A company (in this case, “Ingenuity 13 LLC”) had gotten its hands on the copyrights for a number of adult movies. The Ingenuity folks then monitored BitTorrent download activity and, when they noted “their” movies being downloaded, they sprang their trap: they filed a lawsuit against “John Doe” defendants, used discovery subpoenas to obtain users’ IDs from the ISPs through which the downloads occurred, and then shook down their victims for about $4K a pop. As Judge Wright observed, the $4,000 price to get the case to go away quietly was “calculated to be just below the cost of a bare-bones defense.” (For more on the wily ways of the copyright troll, check out our previous posts on the subject.)

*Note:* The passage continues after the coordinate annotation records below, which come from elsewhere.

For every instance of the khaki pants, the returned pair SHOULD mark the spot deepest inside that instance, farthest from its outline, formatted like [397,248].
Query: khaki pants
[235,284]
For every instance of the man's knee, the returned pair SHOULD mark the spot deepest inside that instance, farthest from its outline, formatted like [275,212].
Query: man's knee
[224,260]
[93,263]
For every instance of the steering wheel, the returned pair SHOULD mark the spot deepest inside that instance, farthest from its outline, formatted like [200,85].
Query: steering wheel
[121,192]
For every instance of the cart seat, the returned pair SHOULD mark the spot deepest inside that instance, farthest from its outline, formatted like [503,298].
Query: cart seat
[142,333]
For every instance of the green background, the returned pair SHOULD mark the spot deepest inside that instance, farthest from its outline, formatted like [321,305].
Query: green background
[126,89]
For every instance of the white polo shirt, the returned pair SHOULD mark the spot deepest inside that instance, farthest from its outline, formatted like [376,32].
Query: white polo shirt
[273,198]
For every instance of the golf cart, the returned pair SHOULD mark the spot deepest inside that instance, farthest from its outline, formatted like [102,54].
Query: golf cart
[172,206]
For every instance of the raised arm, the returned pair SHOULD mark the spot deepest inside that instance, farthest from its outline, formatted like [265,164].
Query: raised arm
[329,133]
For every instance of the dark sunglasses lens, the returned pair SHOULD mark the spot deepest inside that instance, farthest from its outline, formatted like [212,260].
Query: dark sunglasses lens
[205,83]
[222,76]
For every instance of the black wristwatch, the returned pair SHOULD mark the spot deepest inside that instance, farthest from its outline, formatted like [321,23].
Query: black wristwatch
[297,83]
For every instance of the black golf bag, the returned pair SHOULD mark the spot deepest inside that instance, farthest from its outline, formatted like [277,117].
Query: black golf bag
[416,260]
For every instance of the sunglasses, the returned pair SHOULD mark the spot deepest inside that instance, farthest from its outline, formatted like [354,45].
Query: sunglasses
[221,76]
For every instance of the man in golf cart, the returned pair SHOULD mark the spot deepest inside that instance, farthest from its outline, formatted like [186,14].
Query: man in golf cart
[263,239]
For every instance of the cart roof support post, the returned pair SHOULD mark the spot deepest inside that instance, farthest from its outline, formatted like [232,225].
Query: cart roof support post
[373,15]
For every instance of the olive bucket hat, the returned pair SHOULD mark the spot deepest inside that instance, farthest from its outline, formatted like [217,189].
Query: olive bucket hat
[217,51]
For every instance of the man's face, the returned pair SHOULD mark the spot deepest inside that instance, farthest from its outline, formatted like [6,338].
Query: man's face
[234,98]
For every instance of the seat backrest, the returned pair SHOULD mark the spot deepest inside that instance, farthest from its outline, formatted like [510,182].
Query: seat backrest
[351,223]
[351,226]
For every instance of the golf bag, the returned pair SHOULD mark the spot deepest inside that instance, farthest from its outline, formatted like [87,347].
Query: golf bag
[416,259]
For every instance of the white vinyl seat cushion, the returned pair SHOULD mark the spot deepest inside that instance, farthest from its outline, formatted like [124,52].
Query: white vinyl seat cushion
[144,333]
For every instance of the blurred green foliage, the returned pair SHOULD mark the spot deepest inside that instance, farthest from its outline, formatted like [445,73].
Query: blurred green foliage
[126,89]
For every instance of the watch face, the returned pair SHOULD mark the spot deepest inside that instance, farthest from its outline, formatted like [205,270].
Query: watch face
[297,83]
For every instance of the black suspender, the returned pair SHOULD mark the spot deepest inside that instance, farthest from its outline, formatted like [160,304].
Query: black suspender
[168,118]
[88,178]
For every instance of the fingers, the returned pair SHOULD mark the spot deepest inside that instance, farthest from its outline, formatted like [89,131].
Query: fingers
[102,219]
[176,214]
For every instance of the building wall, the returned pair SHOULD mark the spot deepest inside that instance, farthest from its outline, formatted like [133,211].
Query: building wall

But wouldn’t you know, one of the John Does decided to fight back with the ferocity of a Klingon wielding a bloody bat’leth. 

He alleged that the Ingenuity crew was engaging in fraud on the court. Among other things, it appears that Ingenuity hadn’t come by its copyrights entirely legally (some identity theft was apparently involved), so their copyright claims were, um, bogus. And it turned out that the lawyers repping Ingenuity owned a piece of Ingenuity (as well as other similar trolling operations), so they presumably knew that everything wasn’t on the up and up. 

With his tricorder reading beyond “suspicious” and well into the “totally guilty” range, Judge Wright engaged tractor beams to drag the lawyers up onto the witness stand so he could probe behind their cloaking devices to get the inside scoop on their operations, relationships, and financial interests behind their cloaking shields.

In response, the lawyers deployed the only shields they had left: they all took the Fifth.

(Litigation tip: When an angry judge asks you questions, your best play is usually to answer honestly and completely. Taking the Fifth is generally not the way to go.) 

Judge Wright responded to the lawyers’ reticence as you might expect: he reset his phasers from “stun” to “kill.”   Drawing every possible adverse interest from Ingenuity’s (and its lawyers’) refusal to testify – which he could do, since this was a civil, not a criminal, case – he found that they had: engaged in identity theft (using a fraudulent signature); attempted to deceive the court in order to engage in early-discovery requests; lied to the Court; and generally used (actually, abused) the Court’s authority to improperly pressure defendants to settle .

As punishment for the Ferengi-like ways of Ingenuity and its counsel, Judge Wright cranked up his doomsday machine. He awarded Ingenuity’s target-turned-nemesis $40+K in attorney’s fees, and then doubled it to north of $80K as a punitive measure.  (Direct hit on forward shields!) He thoughtfully pointed out that the “punitive portion [was] calculated to be just below the cost of an effective appeal.” Ouch! 

But wait, there’s more!

The Judge announced plans to refer all the lawyers to their respective state and federal bars to let those bars know that the lawyers suffer “from a form of moral turpitude unbecoming of an officer of the court” (Shields are failing!). And because their operations resembled RICO-like activities, Ingenuity and its counsel are also going to be referred BOTH to the U.S. Attorney’s office for investigation (Hull breach on deck four! We can’t take another hit!) AND to the Criminal Investigation Division of the IRS for failure to pay taxes on their ill-gotten gains. (Abandon ship! Abandon ship!)

Ingenuity’s lawyers thought that they had boarded the ship bound for Risa at warp speed, but instead they found themselves on the Kobayashi Maru.

For us earth-bound practitioners, Judge Wright’s decision is a breath of fresh air: knowing a scam when he saw one, he was not reluctant to take effective action to get to the bottom of things and then issue stiff sanctions. Those sanctions, ideally, will send a message through the copyright troll universe that fol-de-rol with the courts is a bad idea. We shall see.

And to Judge Wright: Live long and prosper!